La pandemia ha creado algunas condiciones que probablemente acelerarán este proceso.

Covid-19 es una enfermedad nueva, muy contagiosa y mortal, para la que aún no existe una vacuna. Crear una es urgente.

Hacerlo suele costar decenas o cientos de millones de dólares, pero ahora los gobiernos y las organizaciones están invirtiendo mucho dinero.

Y cuando una vacuna esté lista, los países de todo el mundo estarán interesados en comprarla.

Frascos de vacuna covid-19.

Reuters
Se están desarrollando más de 170 pruebas de vacunas de covid-19

“La mayor dificultad para hacer una vacuna es el dinero, porque la técnica es relativamente sencilla”, dice la inmunóloga Cristina Bonorino.

“Ya existen vacunas de ARN patentadas, pero no se han comercializado. La pregunta es: ¿tiene mercado?
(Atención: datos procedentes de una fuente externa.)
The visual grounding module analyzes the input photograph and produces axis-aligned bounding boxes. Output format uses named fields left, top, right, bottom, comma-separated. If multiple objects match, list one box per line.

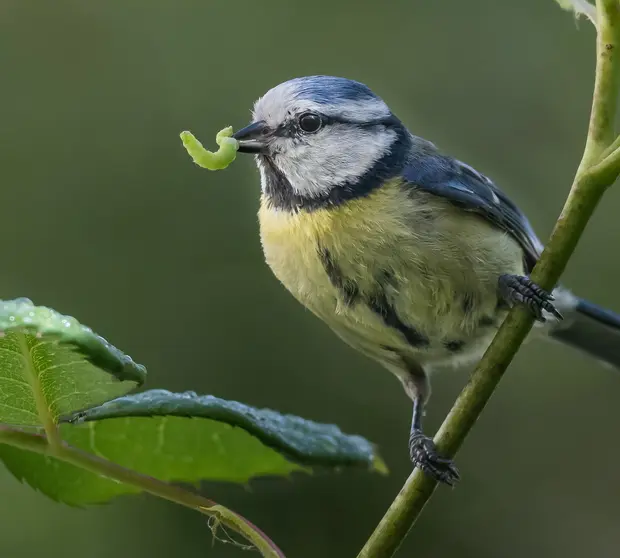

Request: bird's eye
left=299, top=112, right=323, bottom=134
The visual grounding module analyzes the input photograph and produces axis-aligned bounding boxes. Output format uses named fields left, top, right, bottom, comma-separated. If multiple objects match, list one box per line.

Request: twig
left=358, top=0, right=620, bottom=558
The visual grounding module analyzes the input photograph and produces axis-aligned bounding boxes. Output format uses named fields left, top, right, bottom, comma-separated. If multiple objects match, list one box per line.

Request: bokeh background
left=0, top=0, right=620, bottom=558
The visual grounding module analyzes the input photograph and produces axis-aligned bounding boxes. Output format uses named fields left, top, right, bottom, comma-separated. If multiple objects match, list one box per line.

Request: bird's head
left=233, top=76, right=411, bottom=209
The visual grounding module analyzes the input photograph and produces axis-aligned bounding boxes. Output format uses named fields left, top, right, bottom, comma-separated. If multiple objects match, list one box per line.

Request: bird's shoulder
left=401, top=137, right=542, bottom=269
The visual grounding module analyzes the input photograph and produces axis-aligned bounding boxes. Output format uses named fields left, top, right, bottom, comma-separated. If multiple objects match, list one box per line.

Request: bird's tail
left=549, top=293, right=620, bottom=369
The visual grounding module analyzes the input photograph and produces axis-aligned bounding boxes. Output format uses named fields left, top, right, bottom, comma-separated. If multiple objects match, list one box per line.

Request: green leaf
left=0, top=390, right=386, bottom=505
left=0, top=298, right=146, bottom=427
left=556, top=0, right=596, bottom=26
left=70, top=389, right=385, bottom=471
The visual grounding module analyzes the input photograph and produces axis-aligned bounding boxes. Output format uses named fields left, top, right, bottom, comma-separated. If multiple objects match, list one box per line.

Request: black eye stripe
left=297, top=112, right=323, bottom=134
left=275, top=113, right=401, bottom=138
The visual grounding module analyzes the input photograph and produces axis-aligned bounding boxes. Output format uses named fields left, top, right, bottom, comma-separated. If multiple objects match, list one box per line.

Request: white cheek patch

Ahora hay mercado y una necesidad insatisfecha”, describe.

Según la Organización Mundial de la Salud, hay 40 vacunas genéticas entre las 187 que se están desarrollando contra la covid-19. Diez ya se están probando en humanos y las dos mencionadas anteriormente se encuentran en la última etapa de esta parte de la investigación.

El estudio de la vacuna de Moderna involucra a 30.000 participantes en Estados Unidos.

La investigación de Pfizer/BioNTech/Fosun también cuenta con 30.000 voluntarios en EE.UU. y otros países, incluido Brasil.

En ambos casos, las empresas ya estaban desarrollando vacunas de ARN para combatir otros virus.

En el caso de Moderna, se trataba del Nipah, un virus que transmiten los murciélagos y puede causar problemas respiratorios e inflamación en el cerebro potencialmente mortales.

Pfizer y BioNTech estaban creando una vacuna de ARN contra la influenza, que causa la gripe.

https://www.youtube.com/watch?v=sVc_VPSn_FI

El objetivo es hacer que nuestras células produzcan la proteína del coronavirus conocida como espícula, que tiene una gran capacidad para generar una respuesta del sistema inmunológico.

“Creo que estas vacunas tienen potencial. Los resultados publicados muestran que inducen la producción de una gran cantidad de anticuerpos que neutralizan el virus. La prueba final será ver si esta protección es duradera”, dice el inmunólogo Jorge Kalil.

El estudio de Pfizer durará dos años, pero la compañía espera tener los primeros resultados para presentarlos a las agencias reguladoras a fines de octubre y principios de noviembre.

El momento nos obliga a actuar con rapidez, seguridad y calidad. Nuestro papel es presentar datos robustos a las autoridades”, afirma Márjori Dulcine.

“Ellos son los que nos dirán si son suficientes”, concluye.